Размашистым шагом он подошел к двери с надписью «Служебное помещение», которую Ниточкин не сразу заметил и толкнул ее рукой.
Такого же
– Вот здесь собственно все и совершается, – сообщил хозяин «Дантона».
– Что совершатся? – спросил Ниточкин, не отводя взгляда от странного предмета мебели.
– Отсечение голов, – гордо ответил владелец.
– Голов? – встрепенулся Ниточкин. – Каких голов?
И тут до него дошло, что сияющая под потолком косая полоса, венчающая спинку небывалого стула – это не что иное как огромное лезвие, наверное, очень тяжелое и, наверное, очень острое.
– Обычных голов, – любовник подружки взошел на постамент и, как учитель на уроке, начал объяснять: – Вот рычаг – его опускаешь и все. Голова попадает вот в эту корзинку. Главная фишка – никаких сопутствующих расходов – ни электричества, ни газа, ни бензина, ни керосина, ни солярки, ни дров. Даже не надо тратиться на обучение персонала. Чистые деньги!

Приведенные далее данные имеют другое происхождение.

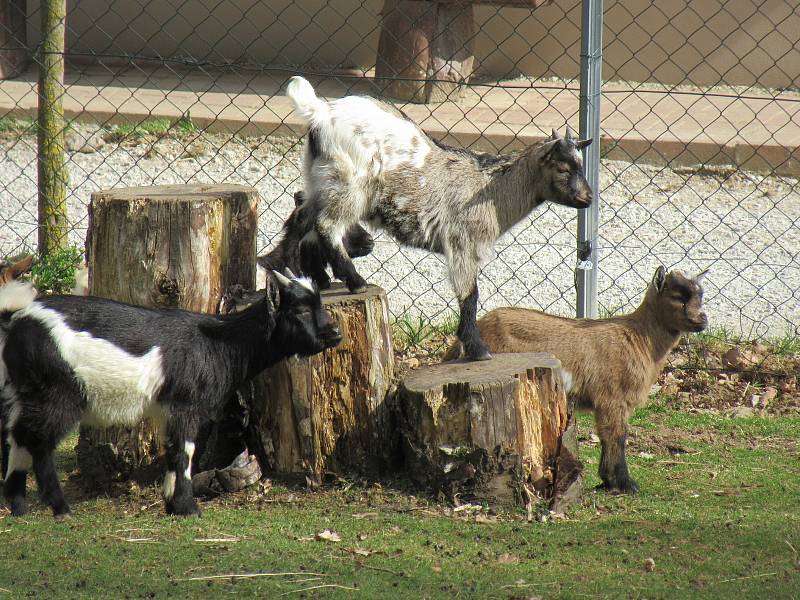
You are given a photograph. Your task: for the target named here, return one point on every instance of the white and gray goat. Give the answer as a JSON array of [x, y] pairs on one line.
[[70, 359], [364, 161]]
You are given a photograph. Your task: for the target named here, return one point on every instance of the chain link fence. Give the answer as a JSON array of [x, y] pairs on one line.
[[700, 117]]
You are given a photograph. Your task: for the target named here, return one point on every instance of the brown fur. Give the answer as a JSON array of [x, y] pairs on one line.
[[11, 271], [612, 363]]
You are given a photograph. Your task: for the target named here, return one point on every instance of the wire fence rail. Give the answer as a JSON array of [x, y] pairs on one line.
[[697, 162]]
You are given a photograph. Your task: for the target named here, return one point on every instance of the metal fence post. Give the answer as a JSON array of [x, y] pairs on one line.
[[53, 224], [591, 81]]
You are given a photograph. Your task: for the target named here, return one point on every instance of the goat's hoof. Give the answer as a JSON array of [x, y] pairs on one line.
[[19, 507], [184, 509]]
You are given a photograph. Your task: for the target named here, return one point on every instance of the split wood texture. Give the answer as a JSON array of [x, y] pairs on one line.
[[165, 246], [328, 412], [489, 430]]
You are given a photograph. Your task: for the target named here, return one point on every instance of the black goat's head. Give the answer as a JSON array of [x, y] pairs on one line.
[[562, 166], [301, 322], [679, 301]]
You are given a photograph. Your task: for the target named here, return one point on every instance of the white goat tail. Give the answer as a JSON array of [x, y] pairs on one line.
[[16, 295], [306, 102]]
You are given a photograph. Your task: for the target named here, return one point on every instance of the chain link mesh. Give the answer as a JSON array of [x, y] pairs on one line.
[[700, 114]]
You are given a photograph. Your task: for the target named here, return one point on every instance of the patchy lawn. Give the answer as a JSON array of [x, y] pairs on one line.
[[718, 515]]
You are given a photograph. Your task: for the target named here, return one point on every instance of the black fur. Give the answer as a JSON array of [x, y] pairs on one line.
[[614, 468], [204, 360], [311, 259]]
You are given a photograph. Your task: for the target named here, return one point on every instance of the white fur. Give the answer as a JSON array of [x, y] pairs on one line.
[[567, 379], [169, 485], [16, 295], [306, 283], [361, 140], [120, 388], [188, 448]]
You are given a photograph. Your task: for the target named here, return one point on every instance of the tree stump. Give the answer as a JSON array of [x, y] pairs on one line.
[[328, 412], [13, 38], [428, 46], [165, 246], [489, 430]]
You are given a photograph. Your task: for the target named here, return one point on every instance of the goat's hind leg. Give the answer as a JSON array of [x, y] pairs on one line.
[[181, 432]]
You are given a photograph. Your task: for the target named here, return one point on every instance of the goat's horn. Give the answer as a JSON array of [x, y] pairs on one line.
[[282, 280]]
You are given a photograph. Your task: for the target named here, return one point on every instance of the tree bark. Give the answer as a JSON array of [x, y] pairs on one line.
[[52, 167], [13, 38], [328, 412], [489, 430], [425, 49], [165, 246]]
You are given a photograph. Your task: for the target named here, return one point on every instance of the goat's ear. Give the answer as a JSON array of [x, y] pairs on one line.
[[659, 277]]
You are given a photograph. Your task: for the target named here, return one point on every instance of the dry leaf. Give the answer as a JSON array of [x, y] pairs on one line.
[[507, 559], [364, 515], [327, 536]]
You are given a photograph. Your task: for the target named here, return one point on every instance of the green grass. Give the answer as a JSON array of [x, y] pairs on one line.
[[722, 520], [155, 127]]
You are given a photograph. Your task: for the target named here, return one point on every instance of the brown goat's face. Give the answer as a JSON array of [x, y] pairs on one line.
[[11, 271], [681, 301], [564, 165]]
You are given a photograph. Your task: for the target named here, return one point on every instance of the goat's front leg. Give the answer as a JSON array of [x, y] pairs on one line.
[[464, 278], [181, 433], [611, 421], [330, 240]]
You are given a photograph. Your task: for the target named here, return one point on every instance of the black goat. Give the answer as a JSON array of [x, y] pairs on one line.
[[70, 359], [287, 254]]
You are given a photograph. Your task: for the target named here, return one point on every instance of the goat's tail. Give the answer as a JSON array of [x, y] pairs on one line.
[[15, 296], [308, 105]]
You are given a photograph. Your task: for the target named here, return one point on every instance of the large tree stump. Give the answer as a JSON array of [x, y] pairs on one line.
[[165, 246], [490, 430], [328, 412]]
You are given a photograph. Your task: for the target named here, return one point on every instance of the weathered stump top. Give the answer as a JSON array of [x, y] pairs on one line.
[[173, 192], [501, 366]]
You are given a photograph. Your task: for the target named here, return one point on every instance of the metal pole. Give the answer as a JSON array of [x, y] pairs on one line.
[[591, 83], [53, 224]]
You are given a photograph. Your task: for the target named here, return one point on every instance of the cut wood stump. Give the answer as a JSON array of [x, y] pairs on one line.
[[490, 430], [426, 47], [327, 413], [176, 246]]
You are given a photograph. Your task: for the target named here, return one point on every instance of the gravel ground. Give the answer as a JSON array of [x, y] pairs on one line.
[[744, 227]]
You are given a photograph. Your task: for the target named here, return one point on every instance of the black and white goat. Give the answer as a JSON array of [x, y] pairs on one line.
[[364, 161], [286, 254], [70, 359]]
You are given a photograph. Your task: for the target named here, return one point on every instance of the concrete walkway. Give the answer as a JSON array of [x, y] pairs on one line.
[[650, 125]]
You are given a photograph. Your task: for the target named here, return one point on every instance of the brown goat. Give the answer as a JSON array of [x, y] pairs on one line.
[[10, 271], [608, 365]]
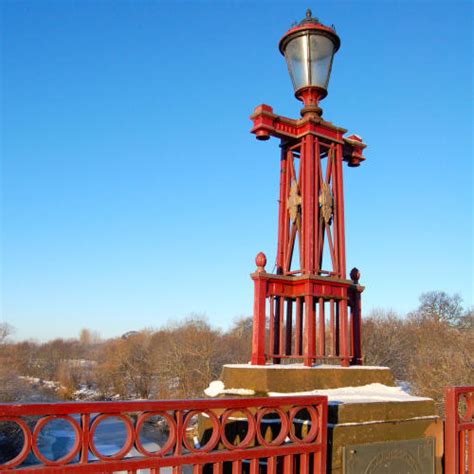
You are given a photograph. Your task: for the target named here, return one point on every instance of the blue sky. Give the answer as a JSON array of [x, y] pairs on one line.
[[133, 193]]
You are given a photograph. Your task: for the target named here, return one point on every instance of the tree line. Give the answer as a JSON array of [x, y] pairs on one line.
[[428, 348]]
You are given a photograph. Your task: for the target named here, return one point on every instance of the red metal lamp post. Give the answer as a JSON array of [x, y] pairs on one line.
[[314, 312]]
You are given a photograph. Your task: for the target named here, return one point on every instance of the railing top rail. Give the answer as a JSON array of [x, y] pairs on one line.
[[25, 409]]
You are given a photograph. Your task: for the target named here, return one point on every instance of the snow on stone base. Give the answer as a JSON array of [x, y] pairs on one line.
[[374, 392], [217, 388]]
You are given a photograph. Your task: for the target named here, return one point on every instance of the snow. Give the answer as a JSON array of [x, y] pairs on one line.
[[302, 366], [217, 388], [374, 392]]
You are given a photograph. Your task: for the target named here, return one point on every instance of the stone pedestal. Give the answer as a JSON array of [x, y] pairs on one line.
[[373, 424]]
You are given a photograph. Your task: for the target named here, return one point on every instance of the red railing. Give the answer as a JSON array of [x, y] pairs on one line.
[[459, 430], [285, 434]]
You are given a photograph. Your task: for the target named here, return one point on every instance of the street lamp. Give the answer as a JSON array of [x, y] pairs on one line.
[[309, 297], [309, 49]]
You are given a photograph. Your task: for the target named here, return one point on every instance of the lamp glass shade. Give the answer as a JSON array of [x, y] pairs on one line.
[[309, 57]]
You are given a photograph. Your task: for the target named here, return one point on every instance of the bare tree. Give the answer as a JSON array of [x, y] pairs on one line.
[[440, 307]]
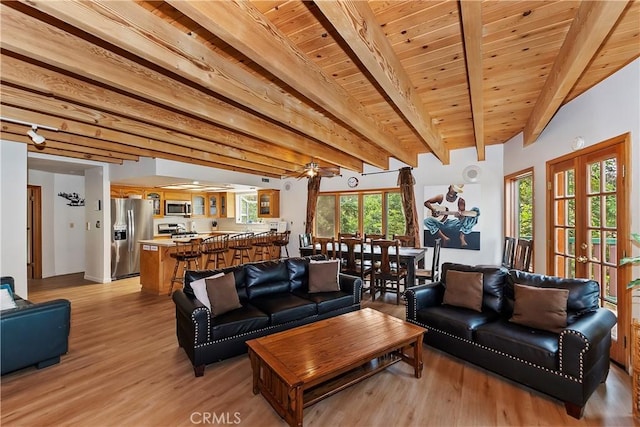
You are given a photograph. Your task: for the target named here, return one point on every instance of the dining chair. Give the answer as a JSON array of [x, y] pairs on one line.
[[523, 255], [386, 276], [324, 245], [508, 251], [354, 263], [433, 274], [406, 241]]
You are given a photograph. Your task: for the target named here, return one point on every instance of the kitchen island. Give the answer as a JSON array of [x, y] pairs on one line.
[[156, 263]]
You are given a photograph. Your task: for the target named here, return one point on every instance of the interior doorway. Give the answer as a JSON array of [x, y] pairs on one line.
[[34, 232], [588, 220]]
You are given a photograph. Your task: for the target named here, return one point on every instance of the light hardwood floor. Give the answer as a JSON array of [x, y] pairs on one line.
[[124, 368]]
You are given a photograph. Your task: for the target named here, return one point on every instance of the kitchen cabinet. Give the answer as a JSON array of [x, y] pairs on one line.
[[156, 196], [214, 205], [268, 203], [227, 205], [124, 191], [198, 205]]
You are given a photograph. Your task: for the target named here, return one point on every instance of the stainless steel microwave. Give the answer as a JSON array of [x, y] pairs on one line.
[[177, 208]]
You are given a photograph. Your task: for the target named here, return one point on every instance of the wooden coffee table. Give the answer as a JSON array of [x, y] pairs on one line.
[[296, 368]]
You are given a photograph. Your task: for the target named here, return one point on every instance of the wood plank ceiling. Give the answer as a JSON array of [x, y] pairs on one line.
[[266, 86]]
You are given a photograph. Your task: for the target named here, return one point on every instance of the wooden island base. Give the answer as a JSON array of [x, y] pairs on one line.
[[330, 355]]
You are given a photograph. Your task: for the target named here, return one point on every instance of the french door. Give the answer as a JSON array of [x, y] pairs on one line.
[[588, 232]]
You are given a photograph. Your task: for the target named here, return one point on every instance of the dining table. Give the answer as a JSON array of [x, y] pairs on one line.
[[412, 258]]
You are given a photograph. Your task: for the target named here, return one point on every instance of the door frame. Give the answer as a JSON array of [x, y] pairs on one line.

Он довольно улыбался, а Ниточкин все никак не мог сообразить:
– А… а… я не понял… как же это – отсекать головы?
– Да элементарно же! – Начавший уже спускаться с постамента, Данила Антонович вернулся назад к «стулу». – Вот рычаг. Видите? Опускаете его и все – голова с плеч.
– У кого с плеч? У человека? – Ниточкин опять заговорил фальцетом.
Даниил Антонович задумался:
– Ну… наверное, можно и не человеку… Но я с такими случаями не сталкивался. Не знаю, есть ли смысл… Хотя… хозяин – барин.
Он спустился с постамента, почти вплотную подошел к Ниточкину, заглянул ему в глаза и улыбнулся, показав бесконечный ряд своих невероятных зубов:
– Ну как? Будем оформлять сделку?
Ниточкин испугался:
– Вы предлагаете мне купить у вас бизнес и стать палачом?
Брови владельца Дантона поползли вверх.
– Простите, я не понял, вы о чем?
– Отсечение голов – это же казнь!
– Это бизнес! – возразил Даниил Антонович. – Специальные услуги. Людям надо отсечь голову – мы делаем это за деньги. Рынок! Не могу понять, что вас смущает?
– У нас на смертную казнь мораторий, – вспомнил Ниточкин.
– Ну!?
– Как же может быть такой бизнес?
В голосе Даниила Антоновича появились признаки раздражения:
– Вы это нарочно? Может, еще договор по противоракетной обороне вспомним. Объясните, причем здесь мораторий? У нас что, мораторий на бизнес? Не могу понять ваших претензий.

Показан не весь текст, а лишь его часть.